La televisión está encendida como ruido de fondo, y ahí está mi cara parpadeando en la pantalla. Malditos paparazzi. Magnate de negocios de Nueva Jersey de fiesta en una gala en Nueva York. Apago la televisión y me pregunto por qué siquiera pensé que no estaría en los titulares de las noticias esta mañana. ¿No tienen estos reporteros algo mejor sobre lo que escribir? Desde que compré la fallida empresa Stein Oil, he estado en los tabloides. Es como si la mala fortuna del difunto magnate del petróleo me persiguiera a diario.
Me dirijo a mi gimnasio y paso la siguiente hora y media golpeando sin cesar un saco de boxeo. Mis nudillos están rojos, en carne viva y hinchados para cuando termino, hace mucho que descarté los guantes. Estaban amortiguando el dolor que me gusta sentir cuando la irritación me quema de adentro hacia afuera.

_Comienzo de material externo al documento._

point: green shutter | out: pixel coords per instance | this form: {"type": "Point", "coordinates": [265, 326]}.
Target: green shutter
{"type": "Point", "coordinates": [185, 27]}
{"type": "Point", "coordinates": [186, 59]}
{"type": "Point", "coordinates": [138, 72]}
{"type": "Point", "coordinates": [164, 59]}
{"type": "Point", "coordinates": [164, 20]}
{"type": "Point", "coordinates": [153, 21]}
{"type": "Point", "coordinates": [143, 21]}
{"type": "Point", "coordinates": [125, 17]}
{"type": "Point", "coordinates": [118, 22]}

Escucho mi teléfono vibrar en el suelo, pero lo ignoro, sabiendo que es mi padre ya que no hablé con él después del espectáculo de anoche. Me meto en la ducha y me preparo para mi vuelo a Montana para reunirme con el nuevo gerente de mi ahora apropiadamente llamada empresa petrolera Capo Oil.
Mi chofer llega a la pista, y mi belleza está brillando bajo el sol burlón, reluciendo como si estuviera hecha de diamantes. No me importan las posesiones materialistas; poseo lo que poseo porque todas me sirven para un propósito. Mi jet privado, por otro lado, decidí que me lo merecía, para disgusto de mi padre. Lo compré cuando adquirí mi empresa petrolera para facilitar los vuelos de ida y vuelta.
La vibración de mi teléfono contra mi pecho me hace gemir en voz alta. ¿Quién diablos me está llamando ahora? Lo saco del bolsillo y miro la pantalla. —Habla —ladro al teléfono y espero la información. —Momento perfecto para matar. —Corto la llamada.
Veo la venganza en blanco y negro. No hay tonos de gris en mi línea de visión. Si te metes conmigo y con mi familia, te joderé más fuerte. Punto final.